Objective — to investigate the functional state of endothelium and methods of correction of endothelial dysfunction in patients with gastric and duodenal peptic ulcers (GPU and DPU) in combination with hypertension (AH) and type 2 diabetes mellitus (DM2).
 Materials and methods. The investigation involved 100 patients, who were divided into the groups: group 1 consisted of 20 apparently healthy individuals (AHI), group 2 included 40 patients with GPU (n = 23) and DPU (n = 17) without signs of AH and DM2, group 3 involved 40 patients with GPU (n = 15) and DPU (n = 25) in combination with hypertension and DM2. The groups were sub‑divided into subgroups A and B depending on the H. pylori strains’ toxigenicity: group A included patients with CagA+ VacA+ strains’ combination, groups B — infected with H. pylori with a combination of strains of CagA+ or VacA+. All patients were administered the traditional antihelicobacter therapy (AHBT) (esomeprazole 20 mg twice daily + amoxicillin 1.0 g twice daily + clarithromycin 500 mg twice daily for 10 days). To increase the effectiveness of eradication therapy, 40 patients in addition to AHBT, received a combined probiotic (Bifidobacterium bifidum, B. lactis, Enterococcusus acidophilus, L. paracasei, L. plantarum, L. rhamnosus, L. salivarius) 1 sachet twice a day for 1 month. Eradication control was monitored 4 weeks after completion of treatment.

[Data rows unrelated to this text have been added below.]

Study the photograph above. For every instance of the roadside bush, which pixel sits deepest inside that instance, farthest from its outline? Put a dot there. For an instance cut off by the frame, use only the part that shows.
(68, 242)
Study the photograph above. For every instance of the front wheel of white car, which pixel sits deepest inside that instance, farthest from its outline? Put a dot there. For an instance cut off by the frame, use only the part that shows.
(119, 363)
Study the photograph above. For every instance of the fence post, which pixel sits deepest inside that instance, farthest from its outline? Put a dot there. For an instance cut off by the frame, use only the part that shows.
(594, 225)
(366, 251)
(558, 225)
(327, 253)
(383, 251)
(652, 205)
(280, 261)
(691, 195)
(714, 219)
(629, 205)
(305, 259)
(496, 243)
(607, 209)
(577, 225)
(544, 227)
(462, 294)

 Results. The increased expression of the vascular cell adhesion molecule‑1 (VCAM‑1) and the number of desquamated endothelial cells (DEK) and improvement of the oxidant‑antioxidant system have been established. Before the treatment, in comparison with the levels in AHI, levels of sVCAM exceeded in 5.88 times (р < 0.05), of erythrocytic malondialdehyde in 1.92 times (р < 0.05), and levels of the reduced glutathione was lower by 46.39 % (р < 0.05). The use of triple therapy improved the endothelial condition and the state of the oxidative‑antioxidant system, and additional application of probiotic promoted more effective correction of the indices of endothelial state and oxidative‑antioxidant system by means of maximal decrease of the levels of sVCAM and erythrocytic malondialdehyde and increase of the reduced glutathione levels.
 Conclusions. The presence of H. pylori, in particular its toxigenic strains, results in the development of endothelial disfunction in patients with GPU and DPU, combined with arterial hypertension and DM 2. When combined with hypertension and DM2, the course of GPU and DPU is accompanied with «mutual burden» syndrome resulting in the exhaustion of the antioxidant defense system and increased indexes of the glutathione system.